Sus gritos repetidos
molestan, no resultan educados, y muchos le reprenden, le dicen que se calle.
“Pero sé educado, ¡no hagas eso!”. Pero Bartimeo no se calla, al contrario,
grita todavía más fuerte: “¡Hijo de David, Jesús, ten compasión de mí!” (v.

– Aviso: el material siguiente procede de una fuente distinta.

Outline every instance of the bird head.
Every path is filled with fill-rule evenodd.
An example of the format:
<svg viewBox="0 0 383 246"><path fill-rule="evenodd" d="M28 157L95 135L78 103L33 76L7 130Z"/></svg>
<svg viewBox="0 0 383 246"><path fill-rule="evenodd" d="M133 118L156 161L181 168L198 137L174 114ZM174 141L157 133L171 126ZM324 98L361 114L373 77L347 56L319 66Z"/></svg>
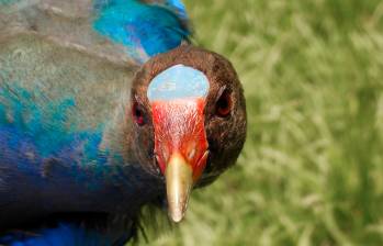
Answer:
<svg viewBox="0 0 383 246"><path fill-rule="evenodd" d="M236 71L218 54L180 46L140 68L127 111L137 158L165 178L169 215L179 222L191 190L234 165L244 146L246 107Z"/></svg>

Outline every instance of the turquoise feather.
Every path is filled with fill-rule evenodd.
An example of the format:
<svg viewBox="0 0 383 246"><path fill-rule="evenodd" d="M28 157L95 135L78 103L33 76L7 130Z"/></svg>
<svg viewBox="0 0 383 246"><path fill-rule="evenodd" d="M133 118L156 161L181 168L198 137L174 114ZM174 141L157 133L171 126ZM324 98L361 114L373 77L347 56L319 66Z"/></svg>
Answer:
<svg viewBox="0 0 383 246"><path fill-rule="evenodd" d="M18 8L12 9L12 4L23 5L21 3L22 0L0 1L0 36L12 26L7 21L18 21L25 15L23 12L19 18L8 19L7 14L13 16L18 12L1 12L2 8L14 10ZM21 10L36 14L43 9L40 5L43 3L44 0L31 1ZM87 15L91 25L83 25L90 29L85 30L89 40L85 42L76 36L65 45L75 48L89 42L98 45L105 38L111 43L111 49L105 54L124 51L122 55L138 65L179 46L190 35L181 1L97 0L92 8L85 9L92 11ZM2 18L7 24L3 27ZM52 30L41 24L49 15L35 18L38 19L33 21L35 29L50 35ZM55 226L42 223L31 230L32 233L4 233L14 228L13 225L7 227L8 223L22 224L24 216L31 220L56 212L110 212L116 216L124 214L132 222L142 204L162 192L159 181L135 163L126 160L116 147L119 143L110 139L109 132L115 127L111 119L124 114L121 104L128 93L121 91L128 91L125 76L132 74L114 68L114 62L94 62L88 58L88 53L81 55L75 51L70 55L77 58L68 59L70 63L83 59L83 68L64 60L57 63L52 54L65 57L67 54L63 47L66 46L50 47L50 43L45 44L38 38L31 34L0 47L0 244L64 245L64 242L70 242L65 245L122 245L134 234L133 223L119 225L114 233L100 233L91 226L80 226L78 222L58 220ZM98 74L87 71L92 66L94 70L94 67L113 67L113 72L100 71L105 79L98 80L92 78ZM78 78L70 79L67 75ZM124 82L110 81L116 78ZM94 82L85 83L88 80ZM99 90L116 89L94 91L88 90L87 86ZM25 204L29 204L29 210L23 209ZM109 223L105 221L106 227L114 226Z"/></svg>

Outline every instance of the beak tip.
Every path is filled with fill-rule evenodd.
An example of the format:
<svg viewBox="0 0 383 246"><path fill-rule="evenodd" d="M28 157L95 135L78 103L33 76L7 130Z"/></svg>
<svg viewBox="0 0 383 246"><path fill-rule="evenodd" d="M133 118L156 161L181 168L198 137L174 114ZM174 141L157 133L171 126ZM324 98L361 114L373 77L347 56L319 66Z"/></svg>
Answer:
<svg viewBox="0 0 383 246"><path fill-rule="evenodd" d="M180 213L180 212L173 212L173 213L170 213L169 215L170 215L172 222L174 222L174 223L180 223L184 216L184 214Z"/></svg>
<svg viewBox="0 0 383 246"><path fill-rule="evenodd" d="M184 217L192 189L192 169L181 156L173 156L166 169L170 219L179 223Z"/></svg>

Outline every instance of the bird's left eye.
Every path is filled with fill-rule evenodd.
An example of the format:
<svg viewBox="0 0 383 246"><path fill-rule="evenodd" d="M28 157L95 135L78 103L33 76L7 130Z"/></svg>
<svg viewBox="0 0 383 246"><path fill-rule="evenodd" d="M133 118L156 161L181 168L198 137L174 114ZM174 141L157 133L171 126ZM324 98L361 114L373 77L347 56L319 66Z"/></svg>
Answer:
<svg viewBox="0 0 383 246"><path fill-rule="evenodd" d="M137 102L133 103L132 114L137 125L143 126L145 124L144 111Z"/></svg>
<svg viewBox="0 0 383 246"><path fill-rule="evenodd" d="M228 90L224 90L215 103L215 113L221 118L226 118L232 112L232 97Z"/></svg>

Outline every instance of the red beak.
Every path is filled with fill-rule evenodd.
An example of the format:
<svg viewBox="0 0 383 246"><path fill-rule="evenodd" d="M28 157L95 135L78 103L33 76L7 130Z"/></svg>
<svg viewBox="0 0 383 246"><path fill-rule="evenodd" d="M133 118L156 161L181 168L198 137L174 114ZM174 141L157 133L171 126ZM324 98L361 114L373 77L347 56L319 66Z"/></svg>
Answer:
<svg viewBox="0 0 383 246"><path fill-rule="evenodd" d="M193 185L209 156L201 98L151 103L155 153L167 182L169 214L174 222L184 216Z"/></svg>

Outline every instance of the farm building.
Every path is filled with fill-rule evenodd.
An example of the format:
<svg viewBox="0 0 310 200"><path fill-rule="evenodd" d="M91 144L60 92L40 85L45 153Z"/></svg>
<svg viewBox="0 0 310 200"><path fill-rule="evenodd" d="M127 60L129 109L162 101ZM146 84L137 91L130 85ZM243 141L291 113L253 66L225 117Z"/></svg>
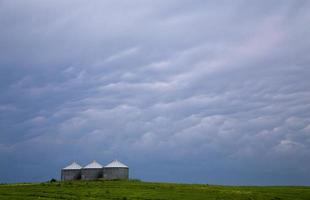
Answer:
<svg viewBox="0 0 310 200"><path fill-rule="evenodd" d="M82 168L81 178L83 180L94 180L102 178L103 166L95 160Z"/></svg>
<svg viewBox="0 0 310 200"><path fill-rule="evenodd" d="M129 168L118 160L113 160L103 168L104 179L128 179Z"/></svg>
<svg viewBox="0 0 310 200"><path fill-rule="evenodd" d="M73 162L71 165L61 169L61 180L69 181L80 179L81 169L82 167L79 164Z"/></svg>

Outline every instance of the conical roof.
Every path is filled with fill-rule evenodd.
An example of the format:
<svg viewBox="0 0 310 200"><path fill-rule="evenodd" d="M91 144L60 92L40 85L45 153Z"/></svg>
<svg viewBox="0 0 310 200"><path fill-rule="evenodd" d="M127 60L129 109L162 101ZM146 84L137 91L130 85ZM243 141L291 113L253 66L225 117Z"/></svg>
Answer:
<svg viewBox="0 0 310 200"><path fill-rule="evenodd" d="M77 164L76 162L73 162L71 165L68 165L67 167L65 168L62 168L62 169L81 169L82 166Z"/></svg>
<svg viewBox="0 0 310 200"><path fill-rule="evenodd" d="M83 167L84 169L98 169L98 168L102 168L103 166L99 163L97 163L97 161L93 161L91 163L89 163L88 165L86 165L85 167Z"/></svg>
<svg viewBox="0 0 310 200"><path fill-rule="evenodd" d="M112 162L110 162L109 164L107 164L105 166L106 168L128 168L127 165L121 163L118 160L113 160Z"/></svg>

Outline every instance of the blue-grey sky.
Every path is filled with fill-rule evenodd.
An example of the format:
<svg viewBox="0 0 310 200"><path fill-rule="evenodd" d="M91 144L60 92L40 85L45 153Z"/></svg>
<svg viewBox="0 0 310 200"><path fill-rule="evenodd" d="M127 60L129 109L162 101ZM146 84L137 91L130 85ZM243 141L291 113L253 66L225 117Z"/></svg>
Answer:
<svg viewBox="0 0 310 200"><path fill-rule="evenodd" d="M310 2L1 0L0 182L310 184Z"/></svg>

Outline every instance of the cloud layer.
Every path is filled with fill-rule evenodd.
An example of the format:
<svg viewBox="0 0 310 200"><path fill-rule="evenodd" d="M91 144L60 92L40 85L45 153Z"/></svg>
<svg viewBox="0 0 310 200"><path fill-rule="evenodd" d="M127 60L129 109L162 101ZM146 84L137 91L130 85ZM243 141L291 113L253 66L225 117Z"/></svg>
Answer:
<svg viewBox="0 0 310 200"><path fill-rule="evenodd" d="M308 1L1 1L0 181L310 184ZM13 173L14 172L14 173Z"/></svg>

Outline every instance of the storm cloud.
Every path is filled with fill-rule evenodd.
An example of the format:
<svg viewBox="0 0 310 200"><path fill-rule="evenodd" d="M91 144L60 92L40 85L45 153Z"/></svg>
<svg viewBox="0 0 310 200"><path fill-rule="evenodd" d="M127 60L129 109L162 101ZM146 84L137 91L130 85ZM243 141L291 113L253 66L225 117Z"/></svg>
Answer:
<svg viewBox="0 0 310 200"><path fill-rule="evenodd" d="M310 184L308 1L0 1L0 182Z"/></svg>

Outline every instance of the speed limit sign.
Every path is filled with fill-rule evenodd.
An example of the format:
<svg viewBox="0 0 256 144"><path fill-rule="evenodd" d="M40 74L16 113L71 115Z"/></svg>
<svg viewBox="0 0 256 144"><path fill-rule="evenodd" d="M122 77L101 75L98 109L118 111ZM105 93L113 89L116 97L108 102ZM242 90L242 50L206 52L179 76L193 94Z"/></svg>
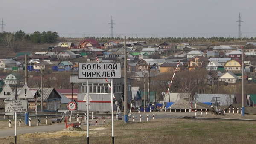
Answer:
<svg viewBox="0 0 256 144"><path fill-rule="evenodd" d="M74 110L76 109L76 104L73 102L70 102L67 104L67 109L70 111Z"/></svg>

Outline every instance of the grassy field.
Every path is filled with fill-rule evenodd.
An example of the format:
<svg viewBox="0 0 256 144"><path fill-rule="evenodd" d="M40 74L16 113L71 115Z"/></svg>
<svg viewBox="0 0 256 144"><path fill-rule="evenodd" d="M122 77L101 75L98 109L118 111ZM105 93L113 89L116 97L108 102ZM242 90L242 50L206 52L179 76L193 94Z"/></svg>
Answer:
<svg viewBox="0 0 256 144"><path fill-rule="evenodd" d="M127 124L119 121L115 123L115 140L116 144L253 144L256 141L256 124L177 119ZM110 125L90 127L90 144L112 143ZM17 140L20 144L84 144L86 133L63 130L26 134L18 135ZM13 138L0 138L0 144L11 143Z"/></svg>

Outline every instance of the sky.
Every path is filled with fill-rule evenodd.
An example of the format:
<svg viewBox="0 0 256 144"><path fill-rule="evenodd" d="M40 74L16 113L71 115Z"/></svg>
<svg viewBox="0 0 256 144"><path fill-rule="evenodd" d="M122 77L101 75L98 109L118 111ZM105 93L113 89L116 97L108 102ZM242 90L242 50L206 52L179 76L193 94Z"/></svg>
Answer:
<svg viewBox="0 0 256 144"><path fill-rule="evenodd" d="M254 0L1 0L5 31L56 31L61 37L256 37Z"/></svg>

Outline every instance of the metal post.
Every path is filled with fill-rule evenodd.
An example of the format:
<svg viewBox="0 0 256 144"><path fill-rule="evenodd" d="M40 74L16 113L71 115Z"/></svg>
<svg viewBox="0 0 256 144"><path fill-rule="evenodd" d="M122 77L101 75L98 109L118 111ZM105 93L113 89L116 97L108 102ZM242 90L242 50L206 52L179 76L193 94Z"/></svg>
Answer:
<svg viewBox="0 0 256 144"><path fill-rule="evenodd" d="M150 104L150 63L148 63L148 105L147 106L149 107L149 104Z"/></svg>
<svg viewBox="0 0 256 144"><path fill-rule="evenodd" d="M115 144L115 137L114 136L114 104L113 96L113 79L111 79L111 125L112 125L112 144ZM126 111L126 113L127 111Z"/></svg>
<svg viewBox="0 0 256 144"><path fill-rule="evenodd" d="M125 37L125 58L124 58L124 65L125 65L125 89L124 89L124 122L127 123L128 122L128 114L127 113L127 75L126 75L126 72L127 71L127 56L126 55L126 36ZM113 87L111 86L111 89Z"/></svg>
<svg viewBox="0 0 256 144"><path fill-rule="evenodd" d="M71 83L71 85L72 86L72 87L71 87L71 101L73 101L73 89L74 88L74 84L73 82Z"/></svg>
<svg viewBox="0 0 256 144"><path fill-rule="evenodd" d="M43 69L40 69L41 71L41 112L43 112Z"/></svg>
<svg viewBox="0 0 256 144"><path fill-rule="evenodd" d="M242 49L242 116L244 116L244 50Z"/></svg>
<svg viewBox="0 0 256 144"><path fill-rule="evenodd" d="M87 126L87 144L89 144L89 82L88 79L86 80L86 126Z"/></svg>
<svg viewBox="0 0 256 144"><path fill-rule="evenodd" d="M144 78L144 108L146 107L146 94L145 94L145 89L146 89L146 79L145 79L145 69L144 68L144 72L143 75L143 78Z"/></svg>

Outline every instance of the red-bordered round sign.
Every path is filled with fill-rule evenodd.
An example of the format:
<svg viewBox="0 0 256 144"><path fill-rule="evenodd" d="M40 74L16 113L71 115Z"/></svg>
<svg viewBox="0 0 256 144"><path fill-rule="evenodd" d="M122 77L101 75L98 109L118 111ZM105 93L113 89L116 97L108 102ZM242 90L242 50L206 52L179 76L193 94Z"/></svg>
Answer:
<svg viewBox="0 0 256 144"><path fill-rule="evenodd" d="M70 102L67 104L67 109L69 110L74 110L76 109L76 104L73 102Z"/></svg>

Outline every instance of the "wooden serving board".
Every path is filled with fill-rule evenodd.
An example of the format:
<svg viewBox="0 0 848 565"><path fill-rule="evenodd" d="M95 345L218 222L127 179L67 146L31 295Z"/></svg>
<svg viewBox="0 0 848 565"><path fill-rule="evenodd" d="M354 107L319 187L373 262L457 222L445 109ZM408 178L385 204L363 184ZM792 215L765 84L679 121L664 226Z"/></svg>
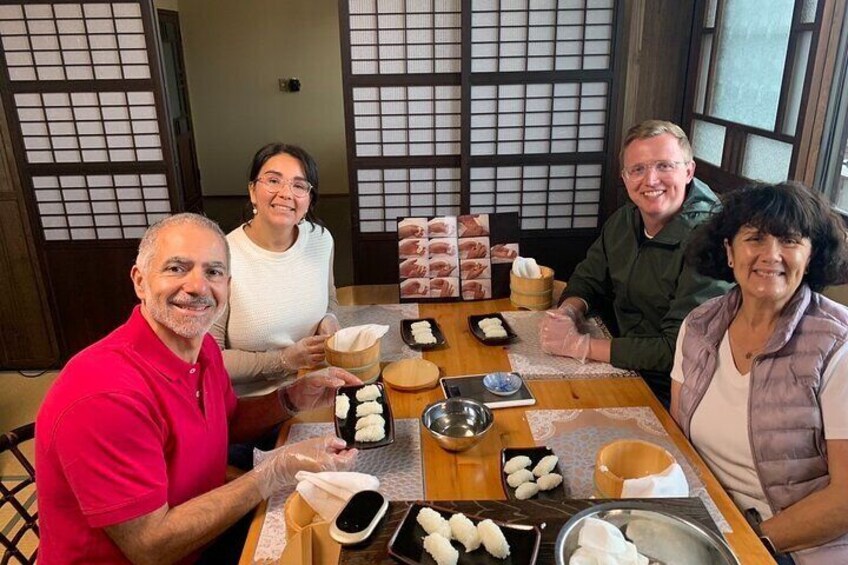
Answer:
<svg viewBox="0 0 848 565"><path fill-rule="evenodd" d="M403 391L433 388L439 382L439 366L426 359L401 359L383 368L383 382Z"/></svg>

47). (v. 47). Esa testarudez tan hermosa de los que buscan una gracia y llaman,
llaman a la puerta del corazón de Dios. Él grita, llama. Esa frase: “Hijo de
David”, es muy importante, significa “el Mesías”, confiesa al Mesías- es una
profesión de fe que sale de la boca de ese hombre despreciado por todos.
Y Jesús escucha su
grito. La oración de Bartimeo toca su corazón, el corazón de Dios, y las
puertas de la salvación se abren para él. Jesús lo manda a llamar. Él se
levanta de un brinco y los que antes le decían que se callara ahora lo conducen
al Maestro. Jesús le habla, le pide que exprese su deseo –esto es importante– y
entonces el grito se convierte en una petición: “¡Que vea!”. (cfr.v. 51).
Jesús le dice:
“Vete, tu fe te ha salvado” (v. 52). Reconoce a ese hombre pobre, inerme y
despreciado todo el poder de su fe, que atrae la misericordia y el poder de
Dios. La fe es tener las dos manos levantadas, una voz que clama para implorar
el don de la salvación. El Catecismo afirma que “la humildad es la base de la oración” (Catecismo de la Iglesia
Católica, 2559). La oración nace de la tierra, del humus –del que deriva
“humilde”, “humildad”–; viene de nuestro estado de precariedad, de nuestra
constante sed de Dios (cf. ibid., 2560-2561).
La fe, como hemos
visto en Bartimeo, es un grito; la no fe
es sofocar ese grito. Esa actitud que tenía la gente para que se callara:
no era gente de fe, en cambio, él sí. Sofocar ese grito es una especie de “ley
del silencio”. La fe es una protesta
contra una condición dolorosa de la cual no entendemos la razón; la no fe
es limitarse a sufrir una situación a la cual nos hemos adaptado. La fe es la
esperanza de ser salvado; la no fe es acostumbrarse al mal que nos oprime y
seguir así.
Queridos hermanos y
hermanas, empezamos esta serie de catequesis con el grito de Bartimeo, porque
quizás en una figura como la suya ya está escrito todo. Bartimeo es un hombre
perseverante. Alrededor de él había gente que explicaba que implorar era
inútil, que era un vocear sin respuesta, que era ruido que molestaba y basta,
que por favor dejase de gritar: pero él no se quedó callado. Y al final
consiguió lo que quería.
Más fuerte que
cualquier argumento en contra, en el corazón de un hombre hay una voz que
invoca. Todos tenemos esta voz dentro. Una voz que brota espontáneamente, sin
que nadie la mande, una voz que se interroga sobre el sentido de nuestro camino
aquí abajo, especialmente cuando nos encontramos en la oscuridad: “¡Jesús, ten
compasión de mí! ¡Jesús, ten compasión de mí!”. Hermosa oración, ésta.
Pero ¿estas palabras
no están quizás esculpidas en la creación entera?. Todo invoca y suplica para
que el misterio de la misericordia encuentre su cumplimiento definitivo. No
rezan sólo a los cristianos: comparten el grito de la oración con todos los
hombres y las mujeres. Pero el horizonte todavía puede ampliarse: Pablo dice
que toda la creación “gime y sufre los dolores del parto” (Romanos 8:22). Los
artistas se hacen a menudo intérpretes de este grito silencioso de la creación,
que pulsa en toda criatura y emerge sobre todo en el corazón del hombre, porque
el hombre es un “mendigo de Dios” (cf. CIC, 2559). Hermosa definición del
hombre: “mendigo de Dios”. Gracias. Fuente: Zenit. Org.